The base of a solid is the region bounded by $y=0,25x^2$ and $y=3-x$. Cross sections perpendicular to the $y$ axis are rectangles with base in the XY plane and its height is twice its length. Find the area of the rectangle and then the volume of the solid.

Well, first I found the intersection points of the two curves, they are $A=(-6;9)$ and $B=(2;1)$. Now I want to find the length of the rectangle, and here's where I have some problems. Because from $y=1$ to $y=9$ the side of the rectangle goes from the parabola to the straight line, but from $y=0$ to $y=1$ it goes from the parabola to the parabola.

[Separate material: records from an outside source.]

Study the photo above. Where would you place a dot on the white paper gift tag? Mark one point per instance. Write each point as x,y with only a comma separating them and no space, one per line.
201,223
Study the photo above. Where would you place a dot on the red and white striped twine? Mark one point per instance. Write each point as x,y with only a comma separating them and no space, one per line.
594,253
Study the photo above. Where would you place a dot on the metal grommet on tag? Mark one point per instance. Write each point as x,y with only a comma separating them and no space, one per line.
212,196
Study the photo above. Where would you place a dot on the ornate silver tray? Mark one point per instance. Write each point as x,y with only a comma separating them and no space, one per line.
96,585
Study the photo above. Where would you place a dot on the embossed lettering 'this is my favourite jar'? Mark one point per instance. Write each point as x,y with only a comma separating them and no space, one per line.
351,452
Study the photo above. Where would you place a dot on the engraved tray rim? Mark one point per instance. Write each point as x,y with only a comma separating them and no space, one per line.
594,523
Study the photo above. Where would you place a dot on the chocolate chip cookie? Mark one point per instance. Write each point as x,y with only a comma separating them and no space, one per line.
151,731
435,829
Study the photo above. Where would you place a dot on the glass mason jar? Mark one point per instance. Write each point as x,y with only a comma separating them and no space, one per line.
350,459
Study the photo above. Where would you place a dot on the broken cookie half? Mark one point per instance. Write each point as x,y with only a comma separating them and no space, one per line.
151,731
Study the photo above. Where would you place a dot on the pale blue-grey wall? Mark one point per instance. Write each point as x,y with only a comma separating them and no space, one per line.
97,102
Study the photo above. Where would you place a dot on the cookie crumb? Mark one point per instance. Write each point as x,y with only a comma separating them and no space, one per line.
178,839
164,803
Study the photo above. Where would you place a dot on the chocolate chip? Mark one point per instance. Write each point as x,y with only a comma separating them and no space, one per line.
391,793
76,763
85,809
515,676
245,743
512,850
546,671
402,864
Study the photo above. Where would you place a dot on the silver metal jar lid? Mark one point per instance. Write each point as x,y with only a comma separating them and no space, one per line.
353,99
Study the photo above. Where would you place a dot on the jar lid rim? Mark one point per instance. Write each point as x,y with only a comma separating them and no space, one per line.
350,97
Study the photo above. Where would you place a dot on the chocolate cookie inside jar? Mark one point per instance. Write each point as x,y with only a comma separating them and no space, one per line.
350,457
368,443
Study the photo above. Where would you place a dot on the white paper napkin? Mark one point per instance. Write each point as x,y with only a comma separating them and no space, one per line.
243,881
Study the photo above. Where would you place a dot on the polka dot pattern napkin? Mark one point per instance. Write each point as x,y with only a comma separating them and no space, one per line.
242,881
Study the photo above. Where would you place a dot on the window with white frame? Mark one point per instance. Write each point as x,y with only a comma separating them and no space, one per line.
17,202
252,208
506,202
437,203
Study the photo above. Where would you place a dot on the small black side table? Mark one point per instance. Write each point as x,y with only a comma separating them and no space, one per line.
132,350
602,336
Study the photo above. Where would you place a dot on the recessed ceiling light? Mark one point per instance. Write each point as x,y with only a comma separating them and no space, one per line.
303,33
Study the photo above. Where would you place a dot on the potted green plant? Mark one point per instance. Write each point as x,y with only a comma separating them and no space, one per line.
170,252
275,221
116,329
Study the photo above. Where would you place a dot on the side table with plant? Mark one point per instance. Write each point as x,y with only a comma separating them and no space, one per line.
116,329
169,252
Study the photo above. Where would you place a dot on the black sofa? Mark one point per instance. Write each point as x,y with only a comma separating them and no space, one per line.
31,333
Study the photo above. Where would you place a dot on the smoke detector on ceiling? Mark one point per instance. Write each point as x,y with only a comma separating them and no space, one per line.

So probably I have to compute two calculations, but I don't know what two calculations are.

Answer 1

The trick here is to split the interval into $[0,1)$ and $(1,9]$ and integrate separately.

First for $[0,1)$, the length of the rectangle is $2\sqrt{4y}$. So height is $4\sqrt{4y}$. So you can integrate $$\int_0^18(\sqrt{4y})^2 dy=\int_0^132y^2 dy$$

Then for $(1,9]$, the length of the rectangle is $3-y+\sqrt{2y}$. So height is $2(3-y+\sqrt{2y})$. So you can integrate $$\int_0^12(3-y+\sqrt{2y})^2 dy$$.

Then add the two results together to get the total volume.

Answer 2

Like you thought, from $y = 1$ to $y = 9$, the integral is between the line and the parabola, $$\int_1^9 2(3-y-(-2\sqrt{y}))^2dx$$

From $y = 0$ to $y = 1$, it is between the left and right side of the parabola $$\int_0^1 2((2\sqrt{y})-(-2\sqrt{y}))^2dy$$

Add these two together to get the complete volume.

To get the area, it is a simple integration from $x = -6$ to $x = 2$

$$\int_{-6}^{2} (3-x)-(0.25x^2)dx$$